This repository consists of code so that you can form databases of configurations from the output of nested sampling runs.
Code authored by V.G.Fletcher
UK Ministry of Defence © Crown owned copyright 2024/AWE
Assuming you have a collection of trajectory files from a nested sampling run, you can run this script to search all of the trajectory files and create a database, of a given size, consisting of configurations that are as close to equally spaced in iteration number as possible.
The possibility of getting exactly equal spacing is subject to your temperature restrictions, the configuration output frequency from the nested sampling run, and the requested database size.
Note
- ASE
- MPI4Py
- Numpy
It is important that the number of files to search can be equally divided by the thread number. Due to the amount of data in a nested sampling output file, an unbalanced search scheme has not been implemented.
To use this code you provide:
- [ -i ] A regular expression to identify all the trajectory files to search
- [ -s ] The size of the database
- [ -o ] The name of the database
Optionally, if you have calculated the temperature of the configurations, you can restrict the search to a given temperature range by providing:
- [ -lt ] A minimum temperature value
- [ -ut ] A maximum temperature value
To generate a database of 500 configurations in a file called "new_db.extxyz", by searching for files that match the expression "*.traj.*.extxyz" of which I expect there to be 20*n files:
mpirun -np 20 python3 database_builder.py -i "*.traj.*.extxyz" -s 500 -o "new_db.extxyz"

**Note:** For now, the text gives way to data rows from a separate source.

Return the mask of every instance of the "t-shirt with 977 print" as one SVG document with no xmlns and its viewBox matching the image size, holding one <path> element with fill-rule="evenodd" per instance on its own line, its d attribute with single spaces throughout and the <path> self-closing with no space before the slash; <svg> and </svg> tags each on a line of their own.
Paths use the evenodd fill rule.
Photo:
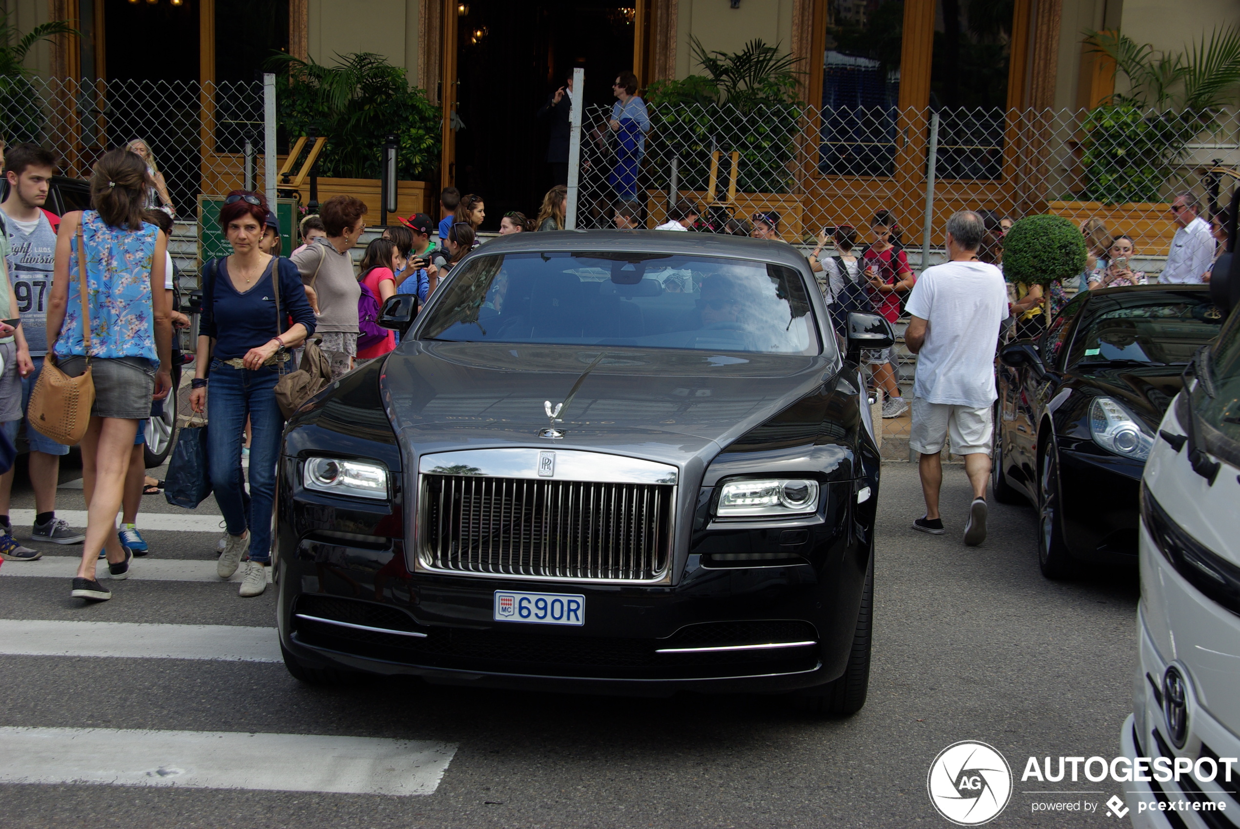
<svg viewBox="0 0 1240 829">
<path fill-rule="evenodd" d="M 21 330 L 31 357 L 47 353 L 47 300 L 52 292 L 52 271 L 56 266 L 56 232 L 42 211 L 35 223 L 19 224 L 5 213 L 9 230 L 9 279 L 17 297 Z"/>
</svg>

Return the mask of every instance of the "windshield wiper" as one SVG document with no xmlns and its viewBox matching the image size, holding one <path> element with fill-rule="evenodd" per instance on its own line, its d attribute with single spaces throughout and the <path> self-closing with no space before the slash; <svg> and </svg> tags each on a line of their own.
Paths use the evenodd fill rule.
<svg viewBox="0 0 1240 829">
<path fill-rule="evenodd" d="M 1116 359 L 1083 359 L 1076 364 L 1078 366 L 1166 366 L 1167 363 L 1156 363 L 1152 359 L 1131 359 L 1128 357 L 1118 357 Z"/>
</svg>

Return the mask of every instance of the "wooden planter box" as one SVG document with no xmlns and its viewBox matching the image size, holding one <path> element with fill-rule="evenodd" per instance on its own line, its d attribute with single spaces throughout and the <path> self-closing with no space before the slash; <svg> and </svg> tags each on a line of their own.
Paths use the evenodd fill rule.
<svg viewBox="0 0 1240 829">
<path fill-rule="evenodd" d="M 1171 239 L 1178 227 L 1172 218 L 1171 204 L 1166 202 L 1128 202 L 1104 204 L 1102 202 L 1047 202 L 1047 212 L 1063 216 L 1076 227 L 1089 218 L 1100 218 L 1112 234 L 1132 237 L 1138 257 L 1162 257 L 1171 249 Z"/>
<path fill-rule="evenodd" d="M 239 190 L 246 181 L 244 157 L 237 154 L 211 154 L 202 157 L 202 192 L 208 196 L 223 196 L 232 190 Z M 277 157 L 277 165 L 284 164 L 284 156 Z M 259 159 L 259 181 L 262 182 L 262 159 Z M 310 201 L 310 181 L 301 183 L 301 206 Z M 332 196 L 356 196 L 366 202 L 367 224 L 379 222 L 378 178 L 319 178 L 319 203 Z M 427 211 L 427 182 L 398 181 L 396 214 L 412 216 Z"/>
</svg>

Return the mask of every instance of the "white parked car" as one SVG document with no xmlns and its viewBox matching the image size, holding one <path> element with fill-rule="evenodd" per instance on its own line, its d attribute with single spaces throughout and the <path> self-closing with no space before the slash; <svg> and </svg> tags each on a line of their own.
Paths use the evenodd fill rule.
<svg viewBox="0 0 1240 829">
<path fill-rule="evenodd" d="M 1182 773 L 1125 783 L 1137 827 L 1240 827 L 1240 312 L 1193 372 L 1141 487 L 1141 658 L 1122 734 L 1127 757 Z"/>
</svg>

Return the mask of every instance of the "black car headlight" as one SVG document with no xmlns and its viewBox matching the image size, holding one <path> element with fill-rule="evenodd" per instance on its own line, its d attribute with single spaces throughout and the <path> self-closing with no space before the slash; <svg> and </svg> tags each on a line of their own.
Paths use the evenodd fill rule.
<svg viewBox="0 0 1240 829">
<path fill-rule="evenodd" d="M 714 514 L 719 518 L 750 515 L 804 515 L 818 509 L 818 482 L 810 478 L 729 481 L 719 489 Z"/>
<path fill-rule="evenodd" d="M 1154 445 L 1146 425 L 1111 398 L 1095 398 L 1090 404 L 1089 431 L 1102 449 L 1135 461 L 1149 457 Z"/>
<path fill-rule="evenodd" d="M 311 457 L 301 472 L 306 489 L 356 498 L 388 498 L 388 471 L 381 463 Z"/>
</svg>

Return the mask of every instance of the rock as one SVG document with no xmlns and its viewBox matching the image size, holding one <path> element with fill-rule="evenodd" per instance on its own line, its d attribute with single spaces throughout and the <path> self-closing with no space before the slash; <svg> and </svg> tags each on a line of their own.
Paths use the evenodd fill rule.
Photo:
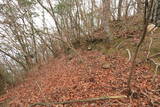
<svg viewBox="0 0 160 107">
<path fill-rule="evenodd" d="M 88 46 L 88 48 L 87 48 L 88 50 L 92 50 L 92 46 Z"/>
<path fill-rule="evenodd" d="M 102 64 L 103 69 L 109 69 L 110 67 L 111 67 L 110 63 L 105 62 L 105 63 Z"/>
</svg>

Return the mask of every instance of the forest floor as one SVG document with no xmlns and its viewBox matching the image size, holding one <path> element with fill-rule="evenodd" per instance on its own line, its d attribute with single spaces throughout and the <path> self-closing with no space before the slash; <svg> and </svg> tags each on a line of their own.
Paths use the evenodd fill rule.
<svg viewBox="0 0 160 107">
<path fill-rule="evenodd" d="M 91 50 L 87 50 L 87 47 L 77 49 L 83 61 L 77 55 L 61 54 L 60 57 L 35 67 L 27 74 L 24 82 L 7 89 L 0 96 L 0 107 L 30 107 L 39 102 L 41 106 L 32 107 L 49 107 L 47 104 L 50 103 L 50 107 L 160 107 L 160 75 L 156 75 L 153 81 L 153 64 L 136 65 L 131 84 L 134 93 L 132 97 L 127 97 L 127 80 L 131 67 L 127 49 L 133 57 L 143 29 L 140 23 L 142 21 L 137 17 L 126 21 L 113 23 L 113 35 L 123 39 L 115 40 L 109 50 L 100 41 L 88 44 Z M 95 35 L 101 36 L 101 32 L 97 31 Z M 128 37 L 133 38 L 127 39 Z M 150 37 L 147 35 L 136 62 L 146 59 Z M 160 42 L 157 37 L 159 32 L 152 36 L 151 55 L 159 52 Z M 159 58 L 154 60 L 158 63 L 160 61 Z M 108 99 L 85 102 L 104 97 Z M 73 100 L 84 102 L 53 104 Z"/>
<path fill-rule="evenodd" d="M 38 71 L 30 72 L 25 82 L 8 89 L 6 94 L 0 97 L 0 106 L 29 107 L 37 102 L 126 96 L 128 68 L 131 66 L 128 58 L 118 53 L 103 55 L 96 50 L 78 52 L 83 62 L 76 56 L 69 58 L 63 55 L 61 58 L 53 59 L 48 64 L 40 66 Z M 132 80 L 134 90 L 132 98 L 52 104 L 50 107 L 158 107 L 160 106 L 160 75 L 157 75 L 154 82 L 153 75 L 148 65 L 136 66 Z"/>
</svg>

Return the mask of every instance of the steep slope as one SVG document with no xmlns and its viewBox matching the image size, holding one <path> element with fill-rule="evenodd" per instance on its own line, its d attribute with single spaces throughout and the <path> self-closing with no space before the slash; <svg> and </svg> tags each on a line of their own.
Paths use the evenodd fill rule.
<svg viewBox="0 0 160 107">
<path fill-rule="evenodd" d="M 97 51 L 79 51 L 84 62 L 77 57 L 62 56 L 30 72 L 24 83 L 9 89 L 0 102 L 10 99 L 9 107 L 29 107 L 37 102 L 60 102 L 102 96 L 125 95 L 128 77 L 127 58 L 116 54 L 105 56 Z M 103 65 L 107 64 L 107 68 Z M 135 69 L 132 99 L 120 98 L 90 103 L 52 105 L 53 107 L 147 107 L 160 102 L 160 76 L 152 83 L 153 73 L 146 65 Z M 156 84 L 156 85 L 155 85 Z M 6 105 L 6 106 L 7 106 Z M 36 106 L 40 107 L 40 106 Z"/>
</svg>

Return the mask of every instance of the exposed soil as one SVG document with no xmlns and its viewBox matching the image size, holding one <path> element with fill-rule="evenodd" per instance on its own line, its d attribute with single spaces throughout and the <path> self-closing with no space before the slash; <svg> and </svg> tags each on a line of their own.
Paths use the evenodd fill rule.
<svg viewBox="0 0 160 107">
<path fill-rule="evenodd" d="M 30 72 L 25 82 L 8 89 L 0 102 L 11 99 L 9 107 L 29 107 L 37 102 L 61 102 L 102 96 L 127 95 L 130 63 L 118 54 L 106 56 L 97 51 L 80 51 L 78 57 L 62 56 Z M 102 68 L 104 63 L 111 66 Z M 143 64 L 136 67 L 132 98 L 108 99 L 89 103 L 52 105 L 52 107 L 158 107 L 160 106 L 160 76 L 152 82 L 154 73 Z M 42 106 L 36 106 L 42 107 Z"/>
</svg>

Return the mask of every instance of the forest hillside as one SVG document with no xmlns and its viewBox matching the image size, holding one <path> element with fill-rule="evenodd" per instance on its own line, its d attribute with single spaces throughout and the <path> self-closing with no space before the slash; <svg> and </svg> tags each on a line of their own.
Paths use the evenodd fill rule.
<svg viewBox="0 0 160 107">
<path fill-rule="evenodd" d="M 159 0 L 1 0 L 0 107 L 159 107 Z"/>
</svg>

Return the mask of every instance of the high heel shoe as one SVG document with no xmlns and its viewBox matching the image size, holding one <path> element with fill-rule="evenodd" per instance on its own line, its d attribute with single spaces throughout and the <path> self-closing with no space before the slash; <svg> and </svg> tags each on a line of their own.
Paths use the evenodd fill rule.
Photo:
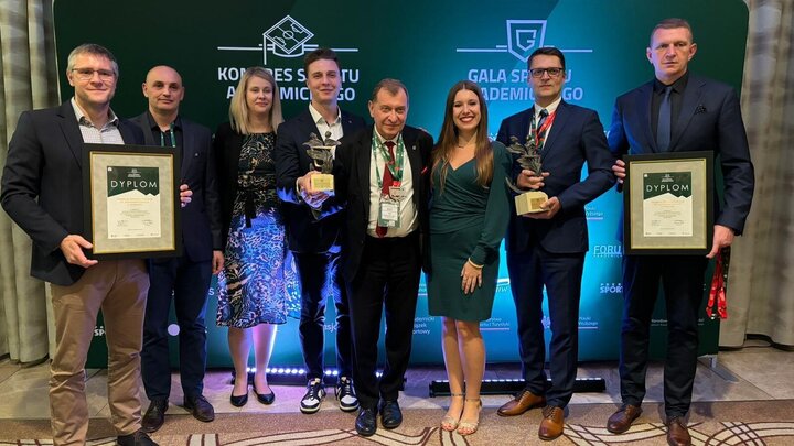
<svg viewBox="0 0 794 446">
<path fill-rule="evenodd" d="M 270 405 L 276 401 L 276 392 L 270 389 L 270 393 L 259 393 L 259 391 L 256 389 L 256 384 L 254 384 L 254 393 L 257 394 L 257 401 L 259 401 L 262 404 Z"/>
<path fill-rule="evenodd" d="M 480 411 L 482 411 L 482 400 L 480 400 L 479 398 L 466 398 L 464 404 L 475 401 L 478 403 L 478 418 L 474 421 L 461 420 L 460 423 L 458 423 L 458 433 L 463 436 L 475 433 L 478 427 L 480 426 Z M 463 407 L 465 409 L 465 405 Z"/>
<path fill-rule="evenodd" d="M 229 396 L 229 402 L 235 407 L 243 407 L 248 402 L 248 384 L 246 384 L 246 393 L 244 395 L 236 396 L 234 394 L 234 385 L 232 385 L 232 396 Z"/>
<path fill-rule="evenodd" d="M 465 394 L 463 393 L 450 393 L 450 398 L 465 398 Z M 450 405 L 452 405 L 452 402 L 450 401 Z M 463 411 L 463 409 L 461 409 Z M 454 418 L 451 415 L 444 415 L 443 418 L 441 418 L 441 428 L 447 432 L 452 432 L 455 428 L 458 428 L 458 423 L 460 422 L 460 414 L 458 414 L 458 417 Z"/>
</svg>

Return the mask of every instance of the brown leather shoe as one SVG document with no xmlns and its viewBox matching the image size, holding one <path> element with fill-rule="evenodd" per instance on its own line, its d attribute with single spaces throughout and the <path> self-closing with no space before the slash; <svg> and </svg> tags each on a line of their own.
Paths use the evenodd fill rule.
<svg viewBox="0 0 794 446">
<path fill-rule="evenodd" d="M 538 427 L 538 437 L 550 440 L 562 435 L 564 422 L 565 411 L 562 407 L 547 405 L 544 407 L 544 418 L 540 421 L 540 427 Z"/>
<path fill-rule="evenodd" d="M 686 426 L 686 420 L 676 416 L 667 421 L 667 444 L 670 446 L 690 446 L 691 437 Z"/>
<path fill-rule="evenodd" d="M 524 412 L 534 409 L 543 407 L 546 405 L 546 396 L 536 395 L 528 390 L 523 390 L 515 398 L 502 405 L 496 411 L 500 416 L 515 416 L 521 415 Z"/>
<path fill-rule="evenodd" d="M 607 431 L 613 434 L 622 434 L 631 427 L 631 424 L 640 417 L 642 409 L 636 405 L 624 404 L 607 421 Z"/>
</svg>

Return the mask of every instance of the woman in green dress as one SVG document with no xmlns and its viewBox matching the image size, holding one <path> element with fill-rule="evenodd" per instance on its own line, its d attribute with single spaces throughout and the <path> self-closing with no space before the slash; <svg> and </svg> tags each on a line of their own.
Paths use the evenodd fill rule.
<svg viewBox="0 0 794 446">
<path fill-rule="evenodd" d="M 487 134 L 480 87 L 459 81 L 447 96 L 433 151 L 428 305 L 443 320 L 441 345 L 452 394 L 441 428 L 461 435 L 476 432 L 480 421 L 485 371 L 480 322 L 491 318 L 498 248 L 509 220 L 505 177 L 512 157 Z"/>
</svg>

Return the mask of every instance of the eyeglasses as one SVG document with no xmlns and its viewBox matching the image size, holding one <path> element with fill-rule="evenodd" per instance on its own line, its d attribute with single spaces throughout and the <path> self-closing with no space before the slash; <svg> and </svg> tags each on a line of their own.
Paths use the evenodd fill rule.
<svg viewBox="0 0 794 446">
<path fill-rule="evenodd" d="M 116 73 L 109 69 L 92 69 L 92 68 L 72 68 L 72 72 L 76 73 L 75 77 L 79 80 L 90 80 L 94 78 L 94 73 L 99 75 L 99 80 L 109 83 L 116 78 Z"/>
<path fill-rule="evenodd" d="M 533 77 L 543 77 L 544 73 L 548 74 L 549 77 L 557 77 L 562 74 L 562 68 L 534 68 L 529 73 Z"/>
</svg>

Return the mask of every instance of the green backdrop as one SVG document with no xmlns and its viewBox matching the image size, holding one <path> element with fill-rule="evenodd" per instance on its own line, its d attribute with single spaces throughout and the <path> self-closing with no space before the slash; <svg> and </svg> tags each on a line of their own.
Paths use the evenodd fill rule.
<svg viewBox="0 0 794 446">
<path fill-rule="evenodd" d="M 228 98 L 245 67 L 271 68 L 280 86 L 285 117 L 303 110 L 309 93 L 302 56 L 318 46 L 341 58 L 343 108 L 367 117 L 366 101 L 383 77 L 401 79 L 410 93 L 408 122 L 437 135 L 449 87 L 468 78 L 483 87 L 495 134 L 501 120 L 532 104 L 526 56 L 538 46 L 566 54 L 566 100 L 596 109 L 609 129 L 614 98 L 647 81 L 648 33 L 666 17 L 687 19 L 699 51 L 694 72 L 740 88 L 748 10 L 742 0 L 404 0 L 394 3 L 350 0 L 309 1 L 56 0 L 58 67 L 76 45 L 95 42 L 110 48 L 120 66 L 114 110 L 140 113 L 140 85 L 157 64 L 176 68 L 184 79 L 182 113 L 210 128 L 228 120 Z M 63 75 L 62 75 L 63 79 Z M 65 80 L 62 98 L 72 95 Z M 618 357 L 622 308 L 618 242 L 620 196 L 607 193 L 587 207 L 587 255 L 580 311 L 580 359 Z M 490 361 L 517 361 L 515 309 L 504 265 L 493 318 L 483 323 Z M 210 366 L 229 366 L 225 329 L 214 325 L 215 291 L 207 311 Z M 329 308 L 331 309 L 331 308 Z M 326 318 L 331 335 L 333 317 Z M 546 324 L 548 327 L 548 324 Z M 663 306 L 653 323 L 652 352 L 665 347 Z M 101 334 L 101 322 L 96 330 Z M 547 341 L 550 334 L 547 333 Z M 701 353 L 717 352 L 718 324 L 704 320 Z M 329 340 L 332 339 L 329 336 Z M 326 342 L 329 352 L 333 342 Z M 175 350 L 175 344 L 172 345 Z M 333 358 L 328 355 L 328 358 Z M 427 315 L 423 286 L 414 336 L 415 363 L 440 363 L 440 320 Z M 300 366 L 297 322 L 280 328 L 273 365 Z M 105 363 L 104 337 L 92 347 L 89 367 Z"/>
</svg>

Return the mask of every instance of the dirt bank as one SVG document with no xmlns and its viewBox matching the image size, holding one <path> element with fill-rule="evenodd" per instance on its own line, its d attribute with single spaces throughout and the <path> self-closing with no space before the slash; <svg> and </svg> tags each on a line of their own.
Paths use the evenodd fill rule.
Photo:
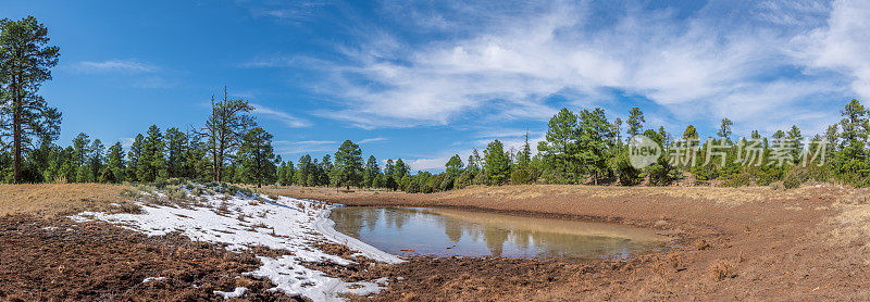
<svg viewBox="0 0 870 302">
<path fill-rule="evenodd" d="M 619 222 L 660 229 L 682 243 L 668 253 L 594 264 L 420 257 L 382 267 L 407 279 L 376 300 L 870 299 L 865 286 L 870 277 L 866 189 L 508 186 L 434 194 L 299 187 L 263 191 L 349 205 L 456 206 Z"/>
<path fill-rule="evenodd" d="M 291 301 L 268 280 L 237 278 L 253 253 L 147 237 L 104 223 L 28 214 L 0 216 L 0 301 L 223 301 L 247 287 L 251 301 Z"/>
</svg>

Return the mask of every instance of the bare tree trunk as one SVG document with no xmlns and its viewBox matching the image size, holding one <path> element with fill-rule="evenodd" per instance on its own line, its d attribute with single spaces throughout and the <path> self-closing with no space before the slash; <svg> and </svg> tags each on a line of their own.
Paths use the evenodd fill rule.
<svg viewBox="0 0 870 302">
<path fill-rule="evenodd" d="M 22 179 L 21 179 L 22 178 L 21 177 L 21 153 L 22 153 L 22 146 L 21 146 L 21 143 L 22 143 L 21 111 L 22 111 L 22 106 L 23 106 L 22 102 L 24 100 L 23 100 L 23 97 L 22 97 L 23 93 L 21 91 L 21 88 L 18 87 L 20 86 L 18 85 L 18 80 L 20 79 L 21 79 L 21 76 L 18 76 L 17 79 L 15 79 L 15 77 L 13 76 L 12 87 L 11 87 L 12 90 L 13 90 L 13 92 L 12 92 L 13 93 L 12 95 L 12 131 L 13 131 L 12 136 L 13 136 L 13 138 L 12 139 L 14 141 L 13 142 L 13 144 L 14 144 L 13 148 L 15 149 L 14 150 L 14 153 L 15 153 L 14 154 L 14 161 L 13 161 L 14 163 L 12 164 L 12 166 L 13 166 L 12 169 L 13 169 L 13 174 L 14 174 L 13 181 L 15 184 L 21 184 L 22 183 Z"/>
<path fill-rule="evenodd" d="M 22 179 L 21 179 L 21 152 L 22 152 L 22 150 L 21 150 L 21 139 L 22 139 L 22 134 L 21 134 L 21 101 L 14 101 L 14 102 L 15 103 L 12 105 L 13 106 L 12 110 L 14 111 L 14 113 L 12 114 L 13 115 L 13 117 L 12 117 L 12 124 L 13 124 L 12 128 L 13 128 L 13 131 L 14 131 L 14 135 L 13 135 L 14 138 L 13 139 L 15 141 L 14 142 L 15 160 L 14 160 L 14 164 L 13 164 L 13 166 L 14 166 L 13 169 L 14 169 L 14 174 L 15 174 L 15 176 L 14 176 L 15 177 L 14 178 L 15 184 L 21 184 L 22 183 Z"/>
</svg>

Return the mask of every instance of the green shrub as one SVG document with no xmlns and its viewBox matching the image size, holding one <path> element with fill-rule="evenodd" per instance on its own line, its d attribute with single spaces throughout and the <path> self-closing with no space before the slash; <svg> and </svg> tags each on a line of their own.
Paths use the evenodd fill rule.
<svg viewBox="0 0 870 302">
<path fill-rule="evenodd" d="M 753 184 L 748 173 L 739 173 L 723 179 L 722 187 L 746 187 Z"/>
<path fill-rule="evenodd" d="M 510 174 L 510 184 L 512 185 L 527 185 L 532 180 L 532 174 L 524 168 L 515 169 Z"/>
<path fill-rule="evenodd" d="M 794 167 L 792 171 L 785 174 L 785 178 L 782 180 L 782 185 L 786 189 L 794 189 L 800 187 L 809 180 L 810 174 L 806 167 Z"/>
</svg>

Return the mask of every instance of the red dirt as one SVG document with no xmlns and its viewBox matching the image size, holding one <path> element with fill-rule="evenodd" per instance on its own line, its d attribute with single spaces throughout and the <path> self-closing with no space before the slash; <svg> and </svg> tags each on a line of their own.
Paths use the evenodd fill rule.
<svg viewBox="0 0 870 302">
<path fill-rule="evenodd" d="M 249 301 L 291 301 L 266 291 L 269 281 L 240 277 L 260 266 L 252 254 L 181 236 L 22 214 L 0 217 L 0 300 L 223 301 L 213 291 L 244 286 Z"/>
<path fill-rule="evenodd" d="M 350 205 L 620 222 L 660 229 L 682 244 L 666 253 L 591 264 L 418 257 L 373 273 L 406 278 L 391 279 L 389 289 L 373 298 L 380 301 L 870 299 L 870 235 L 861 231 L 870 217 L 870 205 L 861 202 L 868 190 L 509 186 L 435 194 L 264 191 Z M 845 211 L 855 209 L 862 215 L 844 218 Z"/>
</svg>

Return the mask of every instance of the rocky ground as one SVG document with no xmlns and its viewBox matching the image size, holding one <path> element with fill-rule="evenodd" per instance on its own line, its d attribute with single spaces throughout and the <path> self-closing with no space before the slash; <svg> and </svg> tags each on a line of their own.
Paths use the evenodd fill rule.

And to do the same again but restrict the search to only configurations that have temperature between 100 and 10,000 k
mpirun -np 20 python3 database_builder.py -i "*.traj.*.extxyz" -s 500 -o "new_db.extxyz" -lt 100 -ut 10000
Assuming you have run ns_analyse after a completed nested sampling run, and want to predict the temperature of the outputted configurations, you can use this function to do that.
Note that the predictions are just predictions and so the accuracy is subject to the noise of a nested sampling run.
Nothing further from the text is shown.